Port High to honor educator, rights champion

Port Washington High School will honor two of its graduates during a Wall of Fame program on Friday, April 22.
Robert Meyer, a 1975 graduate of Port High and longtime educator who retired as chancellor of the University of Wisconsin-Stout in 2019, is the 2020 Wall of Fame inductee. The school was not able to honor Meyer in 2020 and did not name anyone to the wall last year because of the pandemic.
The 2022 inductee is Sarah Haacke Byrd, a champion of gender equality and civil rights who currently serves as CEO of Women Moving Millions. She is a 1995 graduate of Port High.
The April 22 program, which is open to the public, will begin at 1:55 p.m. in the school’s Performing Arts Center.
Meyer began his career in 1980 as a technology education instructor in the River Falls School District.
In 1983, he joined the faculty of UW-Stout — his alma mater — as director of the school’s manufacturing engineering program and assistant to the chancellor for state and federal relations.
From 2000 to 2008, he served as dean of UW-Stout’s College of Technology, Engineering and Management.
He left the university in 2008 to become president and CEO of Wisconsin Indianhead Technical College but returned to UW-Stout in 2014 to become chancellor.
He has a bachelor’s degree in industrial education and a master’s degree in management technology, both from UW-Stout, as well as a doctorate in industrial engineering from the University of Minnesota.
“Bob utilizes and has implemented the service leadership model in each educational assignment he has accepted,” Brenda (Bley) Swannack, a 1967 graduate of Port High, wrote in nominating Meyer for Wall of Fame recognition. “(By) flipping the organizational chart upside down, with students on the top and the chancellor or leadership on the bottom, everyone serves the key stakeholder above them.”
For more than 20 years, Haacke Byrd has worked with nonprofit organizations in Boston, Washington, D.C., and New York dedicated to expanding civil rights, promoting civic education, reforming the criminal justice system and ending sexual violence.
She served as director of leadership development of the Anti-Defamation League’s New England regional office from 2000 to 2006 before becoming director of Facing History and Ourselves’ “Choosing to Participate” program.

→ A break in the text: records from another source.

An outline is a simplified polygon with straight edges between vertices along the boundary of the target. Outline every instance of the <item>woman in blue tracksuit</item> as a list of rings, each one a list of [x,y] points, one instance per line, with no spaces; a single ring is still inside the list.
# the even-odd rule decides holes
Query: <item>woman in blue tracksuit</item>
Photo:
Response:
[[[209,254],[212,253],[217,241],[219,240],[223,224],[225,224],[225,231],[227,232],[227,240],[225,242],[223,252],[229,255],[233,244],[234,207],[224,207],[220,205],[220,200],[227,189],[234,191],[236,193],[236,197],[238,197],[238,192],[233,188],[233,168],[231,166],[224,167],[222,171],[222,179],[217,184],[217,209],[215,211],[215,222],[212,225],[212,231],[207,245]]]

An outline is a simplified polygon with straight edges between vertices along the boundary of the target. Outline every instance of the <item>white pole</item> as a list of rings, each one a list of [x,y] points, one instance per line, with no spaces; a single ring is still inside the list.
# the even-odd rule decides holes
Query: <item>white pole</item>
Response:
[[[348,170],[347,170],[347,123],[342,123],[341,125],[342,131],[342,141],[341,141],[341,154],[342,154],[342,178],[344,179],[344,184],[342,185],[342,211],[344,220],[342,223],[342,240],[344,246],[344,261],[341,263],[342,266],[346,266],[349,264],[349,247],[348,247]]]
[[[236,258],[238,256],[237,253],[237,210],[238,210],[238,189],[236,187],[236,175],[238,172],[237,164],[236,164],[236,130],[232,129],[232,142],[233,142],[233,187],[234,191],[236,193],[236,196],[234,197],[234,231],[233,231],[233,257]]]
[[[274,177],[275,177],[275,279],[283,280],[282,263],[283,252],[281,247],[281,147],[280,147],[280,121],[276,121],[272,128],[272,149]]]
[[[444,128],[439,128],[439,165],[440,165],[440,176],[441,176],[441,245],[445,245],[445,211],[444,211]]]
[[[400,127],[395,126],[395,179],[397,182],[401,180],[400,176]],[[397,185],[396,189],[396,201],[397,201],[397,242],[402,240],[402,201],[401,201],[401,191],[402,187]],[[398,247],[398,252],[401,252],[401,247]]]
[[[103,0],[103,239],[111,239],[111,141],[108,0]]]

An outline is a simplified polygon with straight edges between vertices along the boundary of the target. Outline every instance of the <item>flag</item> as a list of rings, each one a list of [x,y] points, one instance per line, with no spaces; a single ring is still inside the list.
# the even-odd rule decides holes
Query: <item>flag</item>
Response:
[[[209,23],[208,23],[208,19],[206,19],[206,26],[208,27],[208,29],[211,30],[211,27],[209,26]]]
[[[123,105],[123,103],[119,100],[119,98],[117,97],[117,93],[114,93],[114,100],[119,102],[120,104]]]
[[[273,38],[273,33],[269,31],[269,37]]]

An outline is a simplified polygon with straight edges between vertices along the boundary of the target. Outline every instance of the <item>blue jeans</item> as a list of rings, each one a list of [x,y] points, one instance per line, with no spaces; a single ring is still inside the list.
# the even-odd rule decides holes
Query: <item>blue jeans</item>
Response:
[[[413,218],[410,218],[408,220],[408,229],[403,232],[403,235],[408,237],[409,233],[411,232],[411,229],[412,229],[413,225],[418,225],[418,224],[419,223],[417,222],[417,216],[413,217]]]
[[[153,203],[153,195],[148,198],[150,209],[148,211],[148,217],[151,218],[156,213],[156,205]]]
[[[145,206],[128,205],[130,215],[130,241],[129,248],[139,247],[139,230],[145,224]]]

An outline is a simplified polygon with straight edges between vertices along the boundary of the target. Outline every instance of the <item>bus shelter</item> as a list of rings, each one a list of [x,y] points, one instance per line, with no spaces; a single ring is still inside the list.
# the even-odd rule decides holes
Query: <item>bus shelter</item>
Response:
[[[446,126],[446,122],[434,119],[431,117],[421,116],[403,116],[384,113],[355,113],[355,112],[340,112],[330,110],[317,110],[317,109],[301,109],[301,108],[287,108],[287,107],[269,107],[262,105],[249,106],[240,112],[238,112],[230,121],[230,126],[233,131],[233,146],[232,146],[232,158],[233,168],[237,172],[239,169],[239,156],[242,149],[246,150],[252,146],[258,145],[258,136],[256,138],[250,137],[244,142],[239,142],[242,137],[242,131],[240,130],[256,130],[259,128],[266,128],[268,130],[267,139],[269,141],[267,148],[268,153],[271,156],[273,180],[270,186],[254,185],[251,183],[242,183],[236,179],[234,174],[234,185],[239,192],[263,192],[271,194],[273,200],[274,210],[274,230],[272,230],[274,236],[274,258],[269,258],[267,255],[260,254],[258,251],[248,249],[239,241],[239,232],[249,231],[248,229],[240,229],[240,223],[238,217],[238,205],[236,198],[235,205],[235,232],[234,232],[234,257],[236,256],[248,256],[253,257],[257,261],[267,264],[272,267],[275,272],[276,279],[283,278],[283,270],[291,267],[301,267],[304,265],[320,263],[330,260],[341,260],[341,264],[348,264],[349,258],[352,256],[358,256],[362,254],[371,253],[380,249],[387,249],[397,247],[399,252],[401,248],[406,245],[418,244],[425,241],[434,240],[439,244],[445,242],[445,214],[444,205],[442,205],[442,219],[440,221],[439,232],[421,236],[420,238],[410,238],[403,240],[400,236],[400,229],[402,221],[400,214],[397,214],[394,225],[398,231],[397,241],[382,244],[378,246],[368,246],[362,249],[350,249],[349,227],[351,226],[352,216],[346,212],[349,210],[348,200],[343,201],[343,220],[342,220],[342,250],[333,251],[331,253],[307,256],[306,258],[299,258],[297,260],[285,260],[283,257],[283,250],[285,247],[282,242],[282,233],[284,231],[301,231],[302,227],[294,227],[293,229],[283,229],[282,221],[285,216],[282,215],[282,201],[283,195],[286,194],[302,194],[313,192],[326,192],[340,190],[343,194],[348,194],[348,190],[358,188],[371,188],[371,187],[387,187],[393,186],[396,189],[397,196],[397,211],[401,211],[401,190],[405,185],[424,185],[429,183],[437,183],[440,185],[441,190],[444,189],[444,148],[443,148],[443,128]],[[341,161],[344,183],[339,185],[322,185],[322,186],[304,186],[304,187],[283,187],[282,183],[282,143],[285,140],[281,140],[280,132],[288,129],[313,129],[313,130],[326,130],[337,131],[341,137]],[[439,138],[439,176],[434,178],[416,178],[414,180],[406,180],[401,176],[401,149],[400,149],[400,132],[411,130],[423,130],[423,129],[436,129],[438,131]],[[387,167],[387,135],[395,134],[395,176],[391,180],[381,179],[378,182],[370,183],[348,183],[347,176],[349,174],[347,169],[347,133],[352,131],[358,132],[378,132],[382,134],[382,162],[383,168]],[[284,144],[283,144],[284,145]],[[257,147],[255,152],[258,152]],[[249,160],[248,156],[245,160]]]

In 2012, she was named director of operations for the Bellevue/NYU program “Survivors of Torture” before becoming managing director of the Joyful Heart Foundation, where she led a campaign to eliminate the backlog of hundreds of thousands of untested rape kits in the United States.
In 2018, she became CEO of Women Moving Millions, a New York nonprofit organization that raises money for the advancement of women and girls.
Haacke Byrd was a 2021 Aspen Institute Civil Society fellow and is a member of the Aspen Global Leadership Network.
She has a bachelor’s degree in political science/democratization and development from the University of Minnesota and a master’s degree in positive organizational development and change from Case Western Reserve University’s Weatherhead School of Management.
“Sarah has a delicate and thoughtful way of maintaining a balance for herself and her loved ones as she puts her heart, expertise and experience into broadening gender equality and civil rights for women and girls across the world,” Jennifer Verheyen, a 1995 Port High graduate, wrote in nominating Haacke Byrd for the Wall of Fame. “She has put a great deal of effort into recognizing organizations designed to support the safety, health and opportunities of women, and she aims to attract more equitable funding toward these organizations.”